Wednesday, March 03, 2010

The "Our Reach" Challenge

In general, I’m a pretty big fan of typos, grammatical gaffes, and other rifts between native speakers and the Mother Tongue. As a freelance writer and a non-practicing English teacher, I view these breaches in convention as readily available sources of entertainment, not unlike sports bloopers or film outtakes.

Most of us are familiar with those church bulletin faux pas that get passed around via email—you know, the ones informing the congregation of the need for new choir robes due to the recent addition of new members and the deterioration of some older ones, or those announcing that the ladies of the church have cast off clothing of every kind, and may be seen in the basement on Friday afternoon. One announcement stated the need for attendees of the Weight Watchers meeting to enter through the large double doors at the back of the building. Every now and then, though, I happen across slip of the keyboard that is just, well, perfect.

A serendipitous typo in my own church bulletin on Sunday doubled as a one word sermon summary for me. It could have passed easily as the well-considered material from a large publishing house, but it wasn’t. It was, simply, an omitted letter “t,” an oversight in the notes for the sermon entitled the Outreach Challenge, which now read as the “Oureach” Challenge. Our Reach. What could be a more perfect moniker for a lesson all about the little pieces of big puzzles, the small gestures and simple kindnesses that are within our grasp? The things we can do to alleviate problems even if we can’t solve them. The acts that may seem insignificant by themselves, but represent our unique contribution to an equation that will otherwise remain unsolved; the hearts, the lives, the souls behind the needs right within Our Reach.

None of us can do everything. In fact, sometimes what we have to offer—physically, emotionally, or financially—seems a small contribution in comparison with the need. Last week felt like that, for me. I had friends, just within my grasp who were dealing with trouble of all kinds. Sudden loss. Disappointment. Sickness. The stories aren’t mine to tell, and my part in them was small—very small. But doing something seemed better than nothing, and small though my responses were, they were the ones within my reach.

So, in conclusion….Let’s meat the needs in front of us that are as plane as the nose on our faces. And let’s watch are grammer and spelling, to. There’s a lot of bad examples out their.

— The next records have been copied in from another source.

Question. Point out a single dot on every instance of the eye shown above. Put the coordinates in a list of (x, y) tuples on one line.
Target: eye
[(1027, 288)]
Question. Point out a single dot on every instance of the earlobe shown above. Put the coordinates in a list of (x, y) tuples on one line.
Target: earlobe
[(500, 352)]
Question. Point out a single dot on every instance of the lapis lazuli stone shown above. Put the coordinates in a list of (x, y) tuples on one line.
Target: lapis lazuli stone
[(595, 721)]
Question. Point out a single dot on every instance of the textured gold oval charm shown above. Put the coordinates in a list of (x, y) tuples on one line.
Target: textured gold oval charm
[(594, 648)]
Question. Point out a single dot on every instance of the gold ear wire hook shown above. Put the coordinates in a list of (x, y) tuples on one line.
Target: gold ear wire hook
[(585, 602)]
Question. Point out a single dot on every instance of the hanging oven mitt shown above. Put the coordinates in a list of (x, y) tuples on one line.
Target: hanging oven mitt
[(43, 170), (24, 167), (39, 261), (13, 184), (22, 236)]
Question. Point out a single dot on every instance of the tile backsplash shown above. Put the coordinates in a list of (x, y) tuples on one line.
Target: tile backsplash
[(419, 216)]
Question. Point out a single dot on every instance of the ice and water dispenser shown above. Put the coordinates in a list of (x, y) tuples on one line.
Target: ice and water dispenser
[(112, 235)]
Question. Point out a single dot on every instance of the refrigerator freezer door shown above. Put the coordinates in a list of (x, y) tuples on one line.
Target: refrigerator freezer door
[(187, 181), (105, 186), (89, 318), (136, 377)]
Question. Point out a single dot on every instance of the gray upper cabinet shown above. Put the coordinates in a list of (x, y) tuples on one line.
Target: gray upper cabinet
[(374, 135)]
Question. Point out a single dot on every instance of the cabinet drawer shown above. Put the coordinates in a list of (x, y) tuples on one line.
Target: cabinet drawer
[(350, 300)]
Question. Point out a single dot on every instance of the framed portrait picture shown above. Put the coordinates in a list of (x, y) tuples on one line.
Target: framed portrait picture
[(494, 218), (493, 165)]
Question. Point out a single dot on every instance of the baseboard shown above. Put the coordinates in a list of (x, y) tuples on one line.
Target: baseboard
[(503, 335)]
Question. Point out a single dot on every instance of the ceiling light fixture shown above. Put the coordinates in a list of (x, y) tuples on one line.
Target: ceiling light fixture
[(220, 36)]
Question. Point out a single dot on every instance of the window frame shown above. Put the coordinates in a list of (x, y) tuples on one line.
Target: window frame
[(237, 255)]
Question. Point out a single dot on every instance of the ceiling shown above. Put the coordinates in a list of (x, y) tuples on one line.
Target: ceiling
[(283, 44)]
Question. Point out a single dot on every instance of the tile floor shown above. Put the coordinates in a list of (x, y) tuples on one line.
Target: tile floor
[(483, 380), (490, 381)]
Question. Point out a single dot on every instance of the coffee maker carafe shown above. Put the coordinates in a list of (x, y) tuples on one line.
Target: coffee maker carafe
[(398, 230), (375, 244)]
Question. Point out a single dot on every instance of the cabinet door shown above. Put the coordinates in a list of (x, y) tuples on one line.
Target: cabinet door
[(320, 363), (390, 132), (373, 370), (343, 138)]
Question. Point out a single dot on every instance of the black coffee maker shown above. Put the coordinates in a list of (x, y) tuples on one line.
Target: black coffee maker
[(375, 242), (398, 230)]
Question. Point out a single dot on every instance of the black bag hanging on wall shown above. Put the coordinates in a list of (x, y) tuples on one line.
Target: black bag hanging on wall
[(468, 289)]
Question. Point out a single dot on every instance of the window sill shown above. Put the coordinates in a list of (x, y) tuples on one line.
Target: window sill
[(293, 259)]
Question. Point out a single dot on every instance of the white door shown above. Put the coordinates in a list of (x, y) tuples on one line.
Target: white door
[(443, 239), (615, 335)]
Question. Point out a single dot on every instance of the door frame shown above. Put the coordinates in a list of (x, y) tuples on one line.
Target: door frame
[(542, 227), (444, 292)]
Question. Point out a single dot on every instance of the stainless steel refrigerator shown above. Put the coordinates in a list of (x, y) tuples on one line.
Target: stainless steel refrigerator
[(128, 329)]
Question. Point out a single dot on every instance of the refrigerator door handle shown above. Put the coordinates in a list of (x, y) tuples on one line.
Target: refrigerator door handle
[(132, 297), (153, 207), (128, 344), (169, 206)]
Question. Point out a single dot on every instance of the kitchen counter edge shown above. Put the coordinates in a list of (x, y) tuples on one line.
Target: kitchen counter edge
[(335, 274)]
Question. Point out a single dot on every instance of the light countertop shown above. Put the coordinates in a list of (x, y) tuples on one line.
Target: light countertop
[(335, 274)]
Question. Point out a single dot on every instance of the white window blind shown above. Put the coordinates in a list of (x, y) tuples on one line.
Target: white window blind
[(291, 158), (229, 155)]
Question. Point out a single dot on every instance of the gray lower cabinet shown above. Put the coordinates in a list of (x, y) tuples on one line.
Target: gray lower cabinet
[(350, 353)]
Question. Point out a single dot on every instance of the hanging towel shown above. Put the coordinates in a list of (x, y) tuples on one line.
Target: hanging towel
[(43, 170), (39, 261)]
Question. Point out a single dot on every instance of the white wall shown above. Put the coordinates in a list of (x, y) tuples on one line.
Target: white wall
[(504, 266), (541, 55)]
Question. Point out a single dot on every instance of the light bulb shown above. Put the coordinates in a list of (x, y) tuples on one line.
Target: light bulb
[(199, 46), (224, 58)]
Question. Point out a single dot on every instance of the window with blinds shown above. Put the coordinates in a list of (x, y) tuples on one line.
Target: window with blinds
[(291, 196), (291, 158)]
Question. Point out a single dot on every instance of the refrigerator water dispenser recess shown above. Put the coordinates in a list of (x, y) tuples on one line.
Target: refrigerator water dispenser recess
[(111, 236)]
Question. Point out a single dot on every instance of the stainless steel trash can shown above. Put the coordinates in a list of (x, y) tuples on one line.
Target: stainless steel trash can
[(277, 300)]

Tattoos and Teething Rings said...

Hey there!

I LOVE typos and grammatical errors, and that story was great. Sometimes the error ends up being better than the original intention.

Jen said...

Thank you Cindy for meeting some of our small needs this last week. We received a small welcome suprise, and with current conditions it was most needed.. for me personally.. you've always been a big peace to the puzzle of my life! Your "small" contributions have been used by God in amazingly large ways.

Kathleen said...

What a grate post! Your such a wonderful righter!!

Life Laugh Latte said...

Spent all morning loving a friend that lost her mom a few weeks ago. We cried, and laughed, and talked about grief, and injustice, and left with that amazing feeling of connection and hope. Holly

Gropius said...

Write on! You can make the world laugh with one slip of the pen...or get fired, depending on what you do for a living. Angels like you who take care of friends in need are the big picture--typos, well, they're (their, there) part of the minutia of life. Both make interesting stories.

Catherine Wannabe said...


KB said...

I try to avoid typos at this stage of my life but I can remember the high school days(we didn't type then) when I used to enjoy contriving miss spellings and faux passes just to get my English teachers to feign annoyance with me. It was a menage a trois between me, them, and the language so in reality they probably appreciated my efforts.

Thanks for your recent comments on Froggy Pond. I don't know where you live but I'm sure there's something like it within a reasonable distance. I used to live in upper Manhattan and I still managed to find nature in the neighborhood.

Pines Lake Redhead said...

Thank goodness that typos was a positive one. Someone once pointed out to me that the "G" and "T" are only one keystroke away from each other. Therefore, he never signs his business letters "Regards."

Julia, the Thanksgiving Girl said...

I think you're the first person I've ever came across who says they're a fan of typos... But I agree there are definately some entertaining ones out there, I wish I could actually remember some of the funniest ones!

LOL at the "bad examples out THEIR" :)

Oh, and I agree that even a little something is always better than nothing at all.

Willoughby said...

I used to edit legal documents as part of my job, so I tend to notice spelling and grammatical errors, too. Some are funny, some are annoying, and some are wonderful, like the one you pointed out.